How to do it: assign each active month a consecutive line number within the customer segmentation. If the months are actually consecutive, subtracting that row number from the day of the month produces the same number for each month in the series. The gap is always crossing.
Work: Get each customer's consecutive work months (months with at least one completed job).
WITH monthly_activity AS (
SELECT
customer_id,
DATE_TRUNC('month', created_at)::DATE AS active_month
FROM transactions
WHERE status="completed"
GROUP BY customer_id, DATE_TRUNC('month', created_at)
),
with_prev AS (
SELECT
customer_id,
active_month,
LAG(active_month) OVER (
PARTITION BY customer_id
ORDER BY active_month
) AS prev_month
FROM monthly_activity
),
streak_groups AS (
SELECT
customer_id,
active_month,
SUM(CASE WHEN active_month = prev_month + INTERVAL '1 month' THEN 0 ELSE 1 END)
OVER (PARTITION BY customer_id ORDER BY active_month) AS streak_id
FROM with_prev
),
streaks AS (
SELECT
customer_id,
streak_id,
MIN(active_month) AS streak_start,
MAX(active_month) AS streak_end,
COUNT(*) AS streak_length_months
FROM streak_groups
GROUP BY customer_id, streak_id
)
SELECT customer_id, streak_start, streak_end, streak_length_months
FROM streaks
ORDER BY customer_id, streak_start;
Output:
customer_id | streak_start | streak_end | streak_length_months
-------------+--------------+------------+----------------------
3317 | 2024-01-01 | 2024-01-01 | 1
3317 | 2024-03-01 | 2024-03-01 | 1
3317 | 2024-05-01 | 2024-05-01 | 1
4482 | 2023-09-01 | 2023-11-01 | 3
4482 | 2024-01-01 | 2024-01-01 | 1
4482 | 2024-03-01 | 2024-05-01 | 3
5901 | 2024-02-01 | 2024-06-01 | 5
6103 | 2024-01-01 | 2024-04-01 | 4
6103 | 2024-06-01 | 2024-06-01 | 1
6204 | 2024-01-01 | 2024-01-01 | 1
6204 | 2024-03-01 | 2024-03-01 | 1
6204 | 2024-05-01 | 2024-05-01 | 1
7891 | 2024-02-01 | 2024-02-01 | 1
7891 | 2024-04-01 | 2024-05-01 | 2
8810 | 2024-01-01 | 2024-02-01 | 2
8810 | 2024-04-01 | 2024-04-01 | 1
(16 rows)
# A quick reference
These patterns apply to standard SQL without relying on specific database features, and appear frequently in analytical workflows such as retention analysis, funnel tracking optimization, and revenue reporting.
| Tip | Time to Use It |
|---|---|
LAG() / LEAD()
|
Time between events, before/after comparison for each entity |
|
Join them |
Detect transitions between states (upgrades, reactivations) |
ROW_NUMBER()
|
Top-N rows per group, replication |
NTILE(n)
|
Customer segmentation into spending/activity segments |
|
A scrolling window ( |
Time series with smooth noise, moving average |
FILTER
|
Multiple conditional joins in one query pass |
|
Sequential streak detection |
Subscription tracking, retention analysis, session slots |
Once you're comfortable with them, many of the multi-step data transformations typically handled in Python can be expressed cleanly and efficiently in a single SQL query.

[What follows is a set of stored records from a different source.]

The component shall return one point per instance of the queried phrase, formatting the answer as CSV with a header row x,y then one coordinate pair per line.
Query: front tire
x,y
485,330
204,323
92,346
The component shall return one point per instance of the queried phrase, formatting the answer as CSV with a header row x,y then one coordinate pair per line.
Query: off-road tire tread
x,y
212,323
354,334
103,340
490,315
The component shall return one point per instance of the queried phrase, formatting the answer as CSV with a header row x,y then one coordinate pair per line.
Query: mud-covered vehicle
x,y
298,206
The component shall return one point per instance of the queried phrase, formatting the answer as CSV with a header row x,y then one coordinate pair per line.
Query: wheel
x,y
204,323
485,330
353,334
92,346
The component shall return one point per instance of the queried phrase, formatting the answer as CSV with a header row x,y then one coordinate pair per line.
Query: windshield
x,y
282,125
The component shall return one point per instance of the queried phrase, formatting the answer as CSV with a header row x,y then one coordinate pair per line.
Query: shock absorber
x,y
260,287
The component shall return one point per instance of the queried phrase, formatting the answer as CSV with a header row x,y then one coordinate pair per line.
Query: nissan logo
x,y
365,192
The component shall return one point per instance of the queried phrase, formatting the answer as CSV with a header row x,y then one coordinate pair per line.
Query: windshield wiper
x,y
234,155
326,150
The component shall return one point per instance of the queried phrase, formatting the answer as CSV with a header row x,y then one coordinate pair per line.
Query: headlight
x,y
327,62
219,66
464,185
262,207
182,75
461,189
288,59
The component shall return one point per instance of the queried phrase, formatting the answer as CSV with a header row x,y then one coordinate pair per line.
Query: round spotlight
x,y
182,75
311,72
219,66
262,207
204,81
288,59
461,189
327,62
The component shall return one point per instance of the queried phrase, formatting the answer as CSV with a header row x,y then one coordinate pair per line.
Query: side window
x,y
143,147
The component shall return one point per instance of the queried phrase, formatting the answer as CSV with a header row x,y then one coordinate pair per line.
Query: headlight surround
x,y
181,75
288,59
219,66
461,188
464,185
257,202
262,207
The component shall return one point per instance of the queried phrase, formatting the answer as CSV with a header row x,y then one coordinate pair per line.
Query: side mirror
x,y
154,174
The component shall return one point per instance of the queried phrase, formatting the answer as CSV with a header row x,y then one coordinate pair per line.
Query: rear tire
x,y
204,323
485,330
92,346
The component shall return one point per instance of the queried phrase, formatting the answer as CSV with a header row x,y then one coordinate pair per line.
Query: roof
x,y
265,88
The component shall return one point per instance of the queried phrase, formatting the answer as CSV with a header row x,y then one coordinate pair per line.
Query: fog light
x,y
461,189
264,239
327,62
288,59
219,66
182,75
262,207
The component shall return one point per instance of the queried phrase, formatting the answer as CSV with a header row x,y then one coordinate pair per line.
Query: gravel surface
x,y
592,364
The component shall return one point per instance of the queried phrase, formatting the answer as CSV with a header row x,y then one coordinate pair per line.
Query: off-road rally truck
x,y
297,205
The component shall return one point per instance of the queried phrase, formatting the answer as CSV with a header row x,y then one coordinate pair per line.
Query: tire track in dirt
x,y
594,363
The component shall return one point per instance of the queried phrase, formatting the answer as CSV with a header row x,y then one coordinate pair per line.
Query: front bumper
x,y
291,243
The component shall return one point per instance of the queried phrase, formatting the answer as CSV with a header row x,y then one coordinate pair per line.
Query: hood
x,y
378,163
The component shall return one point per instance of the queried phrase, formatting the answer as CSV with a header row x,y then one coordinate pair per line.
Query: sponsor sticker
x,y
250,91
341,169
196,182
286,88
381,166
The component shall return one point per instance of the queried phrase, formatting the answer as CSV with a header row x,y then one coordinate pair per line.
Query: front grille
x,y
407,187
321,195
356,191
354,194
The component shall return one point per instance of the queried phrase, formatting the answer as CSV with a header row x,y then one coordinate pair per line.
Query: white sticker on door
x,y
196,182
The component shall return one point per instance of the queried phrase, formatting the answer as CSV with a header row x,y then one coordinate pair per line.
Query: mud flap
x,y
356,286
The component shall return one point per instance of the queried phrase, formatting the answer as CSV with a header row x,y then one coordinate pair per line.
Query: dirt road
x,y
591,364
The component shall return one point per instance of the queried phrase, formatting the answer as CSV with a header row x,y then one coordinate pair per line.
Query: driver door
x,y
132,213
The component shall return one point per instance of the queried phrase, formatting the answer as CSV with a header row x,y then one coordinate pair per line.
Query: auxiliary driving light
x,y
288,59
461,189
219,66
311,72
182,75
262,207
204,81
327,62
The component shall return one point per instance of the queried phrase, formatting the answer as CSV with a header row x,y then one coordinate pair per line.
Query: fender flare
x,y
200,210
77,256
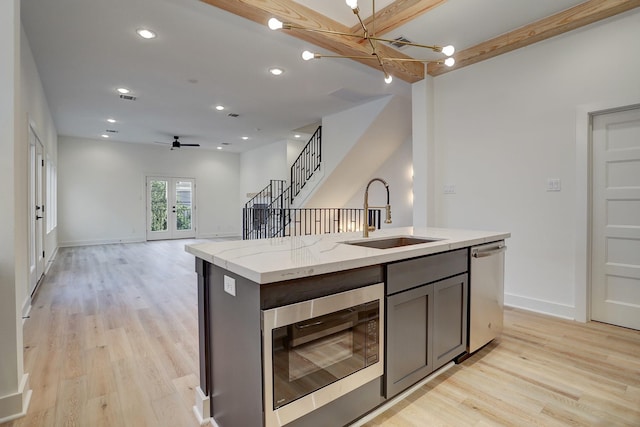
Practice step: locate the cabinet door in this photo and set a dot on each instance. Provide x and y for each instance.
(409, 338)
(449, 319)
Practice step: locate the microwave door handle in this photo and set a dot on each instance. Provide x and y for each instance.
(482, 254)
(308, 325)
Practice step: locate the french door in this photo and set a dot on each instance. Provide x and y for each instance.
(615, 258)
(170, 208)
(36, 210)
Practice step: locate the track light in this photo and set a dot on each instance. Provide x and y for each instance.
(276, 24)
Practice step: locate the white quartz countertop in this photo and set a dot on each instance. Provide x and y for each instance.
(278, 259)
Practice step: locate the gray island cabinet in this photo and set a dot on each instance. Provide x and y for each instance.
(317, 331)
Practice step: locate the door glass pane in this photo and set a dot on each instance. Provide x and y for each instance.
(159, 212)
(183, 205)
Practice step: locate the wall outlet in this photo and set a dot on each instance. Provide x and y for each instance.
(449, 189)
(230, 285)
(553, 184)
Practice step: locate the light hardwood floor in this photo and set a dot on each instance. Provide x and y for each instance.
(112, 341)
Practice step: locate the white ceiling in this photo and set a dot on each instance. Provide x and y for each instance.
(203, 56)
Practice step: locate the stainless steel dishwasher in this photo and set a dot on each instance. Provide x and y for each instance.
(486, 294)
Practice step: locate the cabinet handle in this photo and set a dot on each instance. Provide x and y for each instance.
(482, 254)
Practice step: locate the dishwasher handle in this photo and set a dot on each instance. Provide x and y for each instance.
(485, 253)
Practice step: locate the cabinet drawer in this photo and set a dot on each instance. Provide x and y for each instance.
(419, 271)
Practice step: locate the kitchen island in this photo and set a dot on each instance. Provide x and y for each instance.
(242, 283)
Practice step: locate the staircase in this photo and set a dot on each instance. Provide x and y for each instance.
(269, 213)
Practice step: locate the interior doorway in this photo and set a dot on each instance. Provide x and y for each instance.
(170, 208)
(615, 232)
(36, 211)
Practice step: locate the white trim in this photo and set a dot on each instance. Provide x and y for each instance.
(202, 409)
(540, 306)
(26, 308)
(49, 262)
(582, 251)
(233, 235)
(18, 403)
(72, 243)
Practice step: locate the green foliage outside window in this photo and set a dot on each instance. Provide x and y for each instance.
(158, 205)
(183, 216)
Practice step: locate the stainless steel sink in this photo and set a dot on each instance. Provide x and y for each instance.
(391, 242)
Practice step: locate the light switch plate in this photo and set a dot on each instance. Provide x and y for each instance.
(230, 285)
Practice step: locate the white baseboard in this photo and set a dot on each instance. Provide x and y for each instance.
(15, 405)
(202, 409)
(26, 309)
(50, 261)
(73, 243)
(540, 306)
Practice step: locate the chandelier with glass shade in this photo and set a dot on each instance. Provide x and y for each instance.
(371, 39)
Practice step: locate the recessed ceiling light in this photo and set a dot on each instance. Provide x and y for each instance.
(276, 71)
(145, 33)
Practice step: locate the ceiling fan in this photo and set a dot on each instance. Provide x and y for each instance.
(177, 144)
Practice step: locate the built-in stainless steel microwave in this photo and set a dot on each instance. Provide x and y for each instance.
(316, 351)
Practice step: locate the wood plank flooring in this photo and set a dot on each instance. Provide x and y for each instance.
(112, 341)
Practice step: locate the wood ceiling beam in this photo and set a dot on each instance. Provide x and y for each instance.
(261, 11)
(583, 14)
(397, 14)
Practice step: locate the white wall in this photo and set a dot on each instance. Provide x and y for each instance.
(506, 125)
(101, 189)
(14, 385)
(357, 142)
(397, 171)
(35, 111)
(260, 165)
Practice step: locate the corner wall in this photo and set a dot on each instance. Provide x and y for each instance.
(14, 383)
(102, 197)
(504, 126)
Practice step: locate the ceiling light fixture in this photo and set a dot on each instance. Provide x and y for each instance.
(276, 24)
(145, 33)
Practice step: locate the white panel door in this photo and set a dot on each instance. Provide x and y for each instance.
(615, 264)
(36, 210)
(170, 208)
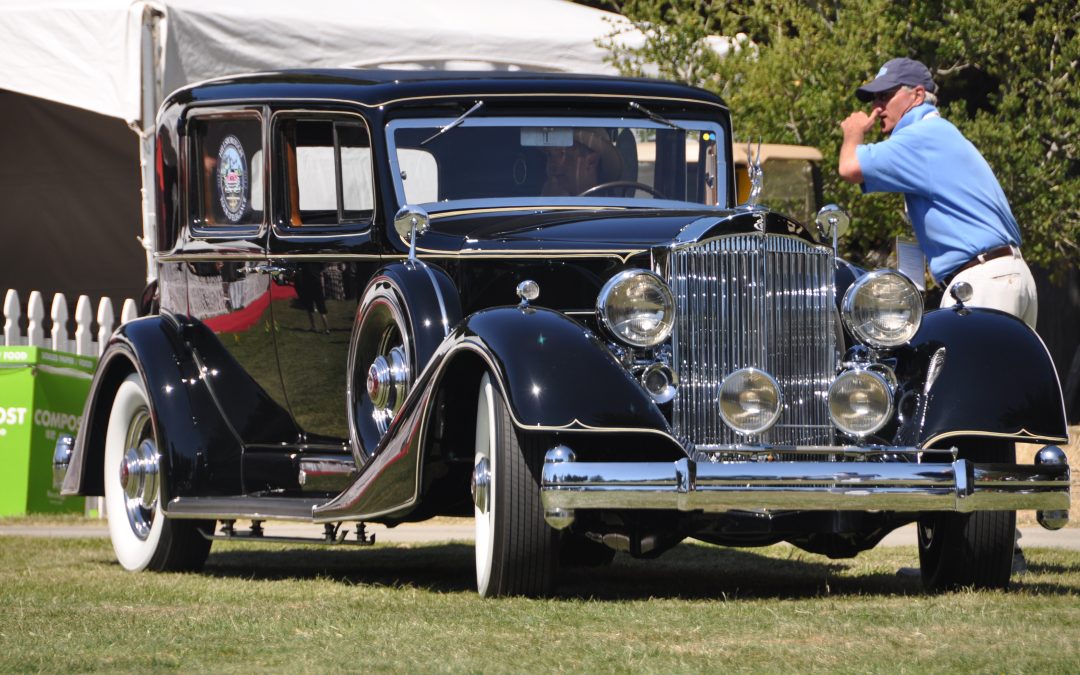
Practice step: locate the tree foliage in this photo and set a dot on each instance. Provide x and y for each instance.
(1006, 70)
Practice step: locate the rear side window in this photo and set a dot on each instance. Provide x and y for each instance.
(227, 189)
(326, 170)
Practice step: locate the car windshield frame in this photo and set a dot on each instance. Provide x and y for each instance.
(724, 169)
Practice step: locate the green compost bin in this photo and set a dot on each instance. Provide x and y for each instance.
(42, 392)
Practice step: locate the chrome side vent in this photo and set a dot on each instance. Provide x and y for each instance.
(761, 300)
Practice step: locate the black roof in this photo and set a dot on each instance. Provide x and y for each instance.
(377, 86)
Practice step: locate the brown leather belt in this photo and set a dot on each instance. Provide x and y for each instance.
(1000, 252)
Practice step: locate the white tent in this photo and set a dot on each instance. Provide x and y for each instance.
(66, 166)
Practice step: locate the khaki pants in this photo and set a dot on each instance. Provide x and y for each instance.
(1003, 283)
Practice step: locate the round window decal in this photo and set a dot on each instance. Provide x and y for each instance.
(232, 178)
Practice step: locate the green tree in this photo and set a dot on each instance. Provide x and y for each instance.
(1007, 72)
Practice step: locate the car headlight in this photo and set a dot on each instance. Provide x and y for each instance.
(750, 401)
(637, 308)
(860, 402)
(882, 309)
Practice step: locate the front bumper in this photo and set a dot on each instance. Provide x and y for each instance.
(685, 485)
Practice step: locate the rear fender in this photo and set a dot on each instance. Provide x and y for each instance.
(556, 376)
(186, 420)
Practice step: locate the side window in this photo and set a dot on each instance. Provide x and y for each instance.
(326, 172)
(227, 170)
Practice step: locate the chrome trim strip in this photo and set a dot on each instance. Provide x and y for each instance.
(233, 508)
(350, 102)
(959, 486)
(1023, 436)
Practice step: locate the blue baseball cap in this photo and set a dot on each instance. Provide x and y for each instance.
(896, 72)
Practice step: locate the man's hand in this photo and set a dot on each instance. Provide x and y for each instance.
(854, 130)
(858, 124)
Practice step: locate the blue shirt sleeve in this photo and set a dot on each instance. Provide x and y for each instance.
(896, 164)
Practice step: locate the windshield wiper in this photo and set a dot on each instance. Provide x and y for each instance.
(652, 116)
(456, 122)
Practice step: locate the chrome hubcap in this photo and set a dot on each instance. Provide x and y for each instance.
(481, 484)
(388, 385)
(138, 475)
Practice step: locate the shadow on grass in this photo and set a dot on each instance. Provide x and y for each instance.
(685, 572)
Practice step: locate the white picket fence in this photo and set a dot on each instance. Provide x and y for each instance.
(84, 341)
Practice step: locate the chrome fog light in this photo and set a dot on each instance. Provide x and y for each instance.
(860, 402)
(882, 309)
(637, 308)
(660, 381)
(750, 401)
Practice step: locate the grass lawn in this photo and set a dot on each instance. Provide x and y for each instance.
(65, 605)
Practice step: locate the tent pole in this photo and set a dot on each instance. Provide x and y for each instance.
(150, 85)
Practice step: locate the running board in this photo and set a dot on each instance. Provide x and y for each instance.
(334, 535)
(242, 508)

Count Priya C is an engineer and technical writer from India. He loves working at the intersection of mathematics, programming, data science, and content creation. His areas of interest and expertise include DevOps, data science, and natural language processing. She enjoys reading, writing, coding, and coffee! Currently, he works to learn and share his knowledge with the engineering community by authoring tutorials, how-to guides, ideas, and more. Bala also creates engaging resource overviews and code tutorials.